According to Automotive News Europe, the week-long closure, which began on 4 November, was planned as a means of offsetting “any potential disruption of parts supplies” were the UK to have left the European Union on 31 October without a trade deal.
Now that the shutdown is in effect and Britain’s divorce from the EU has been postponed once again, this time to 31 January, JLR predicts that the closure will mean it has 12,000 fewer cars to sell during its current financial period, the motoring news site reports.
In an earnings call with analysts, JLR’s financial chief Adrian Mardell said that the company would build just under 120,000 vehicles during this quarter, which is “much less than we expect to retail”.
He added that JLR’s inventory “will be very, very thin” in the short term and that there could be “further disturbance” in its next financial quarter.
Why are car companies closing for Brexit?
A number of car manufacturers announced plans to temporarily close their factories shortly after the Brexit deadline, which was originally set for 29 March.
Planned factory closures are nothing new in the motoring industry. Most manufacturers carry them out during the summer to install upgrades and streamline production lines. Staff are often given mandatory holiday during the shutdown, with contract workers filling in for them during the downtime.
In JLR’s case, the company decided on another temporary shutdown, after closing its facilities in April, in the hope of reducing “disruption to its supply chain” that may have resulted from a no-deal Brexit, the Financial Times reports.
Some carmakers are concerned that leaving the EU without a deal could lead to “border checks and tariffs that gut the viability of their cross-border supply chains and export-based business models”, the FT says.
Despite further delays to Brexit, JLR was unable to postpone the closure because of “a long lag-time in ordering components from suppliers”, the paper adds.
JLR, therefore, went ahead with plans to close its larger sites at Halewood, Castle Bromwich, Solihull and Wolverhampton for eight days in November.

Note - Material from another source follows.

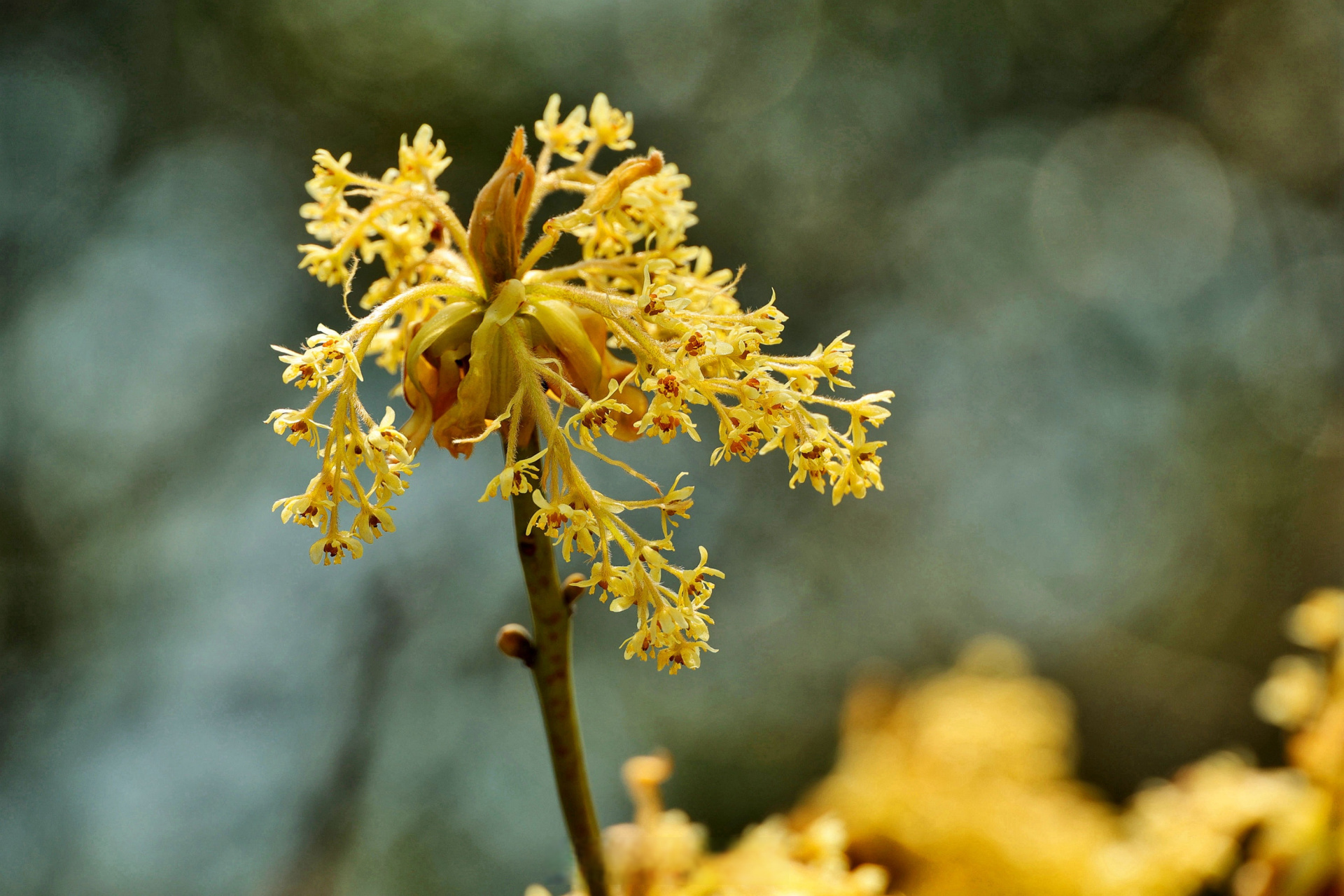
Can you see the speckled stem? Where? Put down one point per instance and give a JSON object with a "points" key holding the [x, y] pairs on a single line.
{"points": [[555, 687]]}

Will the closures impact business at JLR?
While JLR is expected to feel some effects from the factory closures, it’s unlikely to have a significant impact on its finances.
During the call with investors, Mardell said that JLR predicts a profit margin of between 3% and 4% for the end of the year and early 2020, Motor1 reports.

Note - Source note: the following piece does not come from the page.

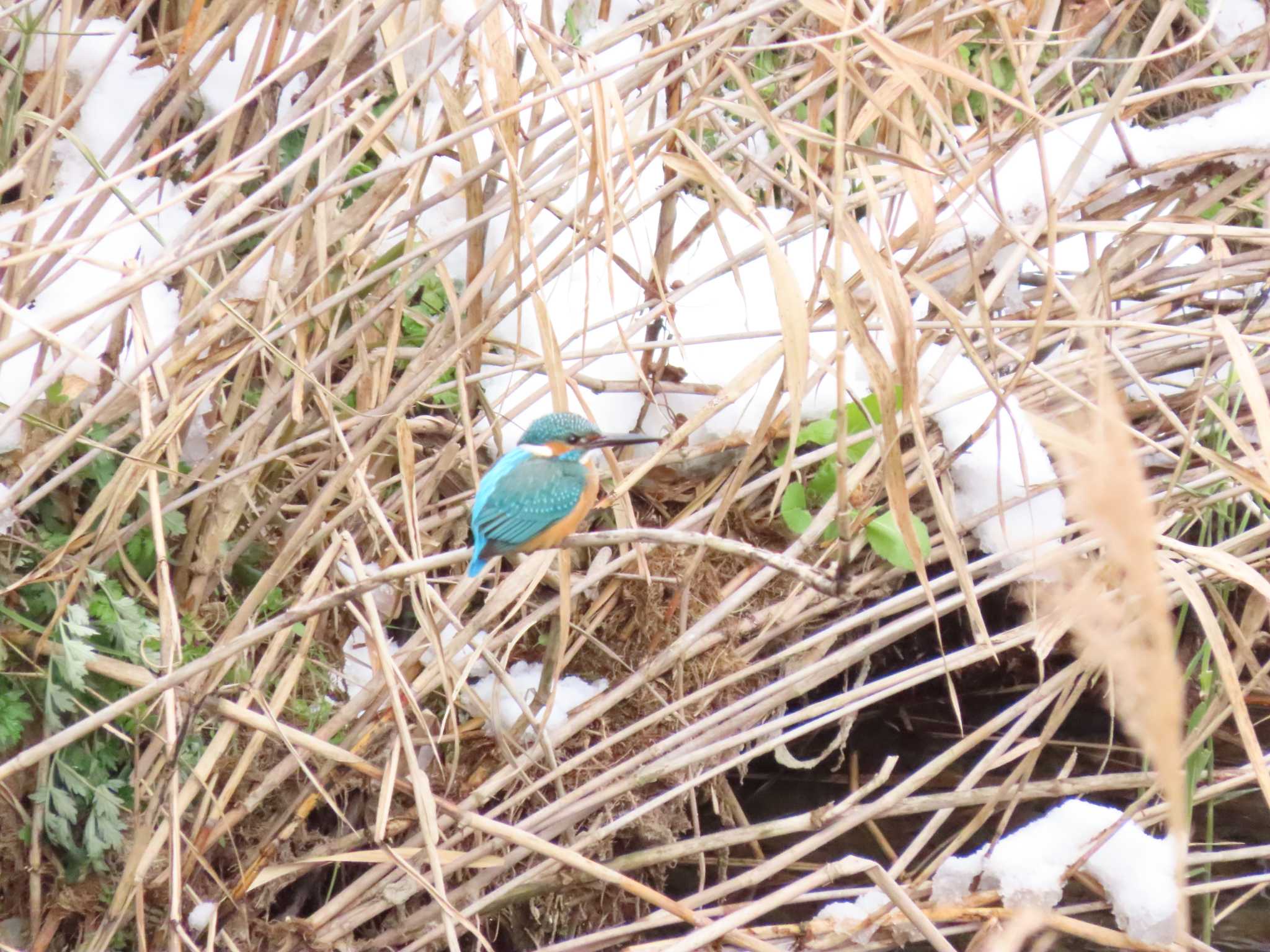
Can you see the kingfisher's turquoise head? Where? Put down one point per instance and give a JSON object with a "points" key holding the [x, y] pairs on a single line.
{"points": [[572, 437], [538, 494]]}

His comments come a couple of weeks after JLR confirmed it had returned to profitability. The company posted pre-tax profits of £156m in the three months to the end of September, which The Sunday Times described as “a sharp reversal from a £90m loss a year earlier”.
However, Mardell said that a no-deal Brexit remains “the only significant risk we have out there that is live and real and potentially imminent”.